3.4. Drop Generation and Kinetic Energy of Throughfall
[19] Canopy thickness affected the amount and drop generation of throughfall because the canopy water storage and re‐interception possibilities of the drops changed. A thinner canopy like T4 requires less water to saturate the canopy and allows for a higher volume proportion of large drops. In contrast, a thicker canopy like T1 requires more water for canopy saturation, allowing a lower volume proportion of large drops. As the canopy thickness increased, the possibility for re‐interception by the lower canopy layers increased, and the drops were splashed into fine droplets via impact with the foliage of the lower canopy layers. Consequently, the drop volume proportion decreased as the canopy thickness increased (Figure 3).

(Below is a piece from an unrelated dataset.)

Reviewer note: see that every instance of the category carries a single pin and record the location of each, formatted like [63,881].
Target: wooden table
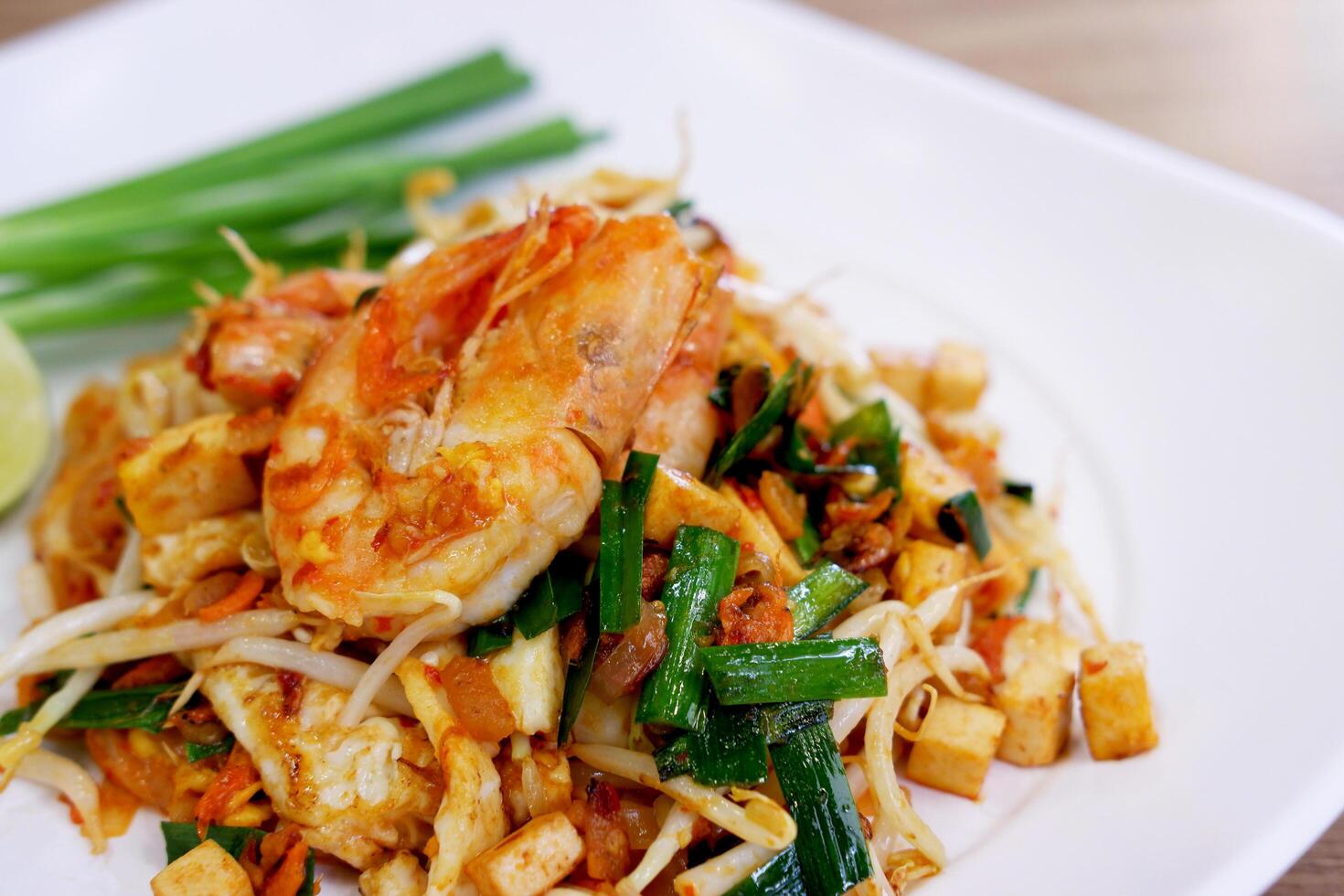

[20] The experiments revealed that the kinetic energy of throughfall was greater than that of the applied rainfall. Furthermore, thinner canopies generated greater kinetic energy than thicker canopies and sufficiently saturated canopies generated greater kinetic energy than canopies undergoing wetting. The applied rainfall yielded a unit kinetic energy (i.e., the kinetic energy per unit area and unit volume of precipitation) of 12.7 J m−2 mm−1. The throughfall yielded mean unit kinetic energies of 15.9, 16.5, 17.7, and 19.6 J m−2 mm−1 during the initial phases and of 16.6, 17.6, 19.2, and 20.7 J m−2 mm−1 during the stable phases of T1, T2, T3, and T4, respectively. The initial phases yielded lower unit kinetic energy than the stable phases.
4. Conclusion
[21] This experimental study revealed the effect of canopy thickness and canopy saturation on the amount and kinetic energy of throughfall. Decreasing the canopy thickness resulted in increases in the initial throughfall amount, volume proportion of large drops, the number of drops with higher velocities, and kinetic energy. Compared to saturated canopies, canopies undergoing wetting had lower throughfall amounts and volume proportions of large drops, but higher mean drop velocities. Canopy thickness affected the amount, drop generation, and kinetic energy of throughfall due to the change in canopy water storage and re‐interception possibilities of drops within the canopy.
Acknowledgments
[22] This study was partially supported by a grant from the Japan Science and Technology Agency (JST) to the Core Research for Evolutional Science and Technology (CREST) research project “Field and modeling studies on the effect of forest devastation on flooding and environmental issues.” We appreciate Masakazu Suzuki, the University of Tokyo, for his useful comments. We also thank the technical staff in charge of the NIED rainfall simulator.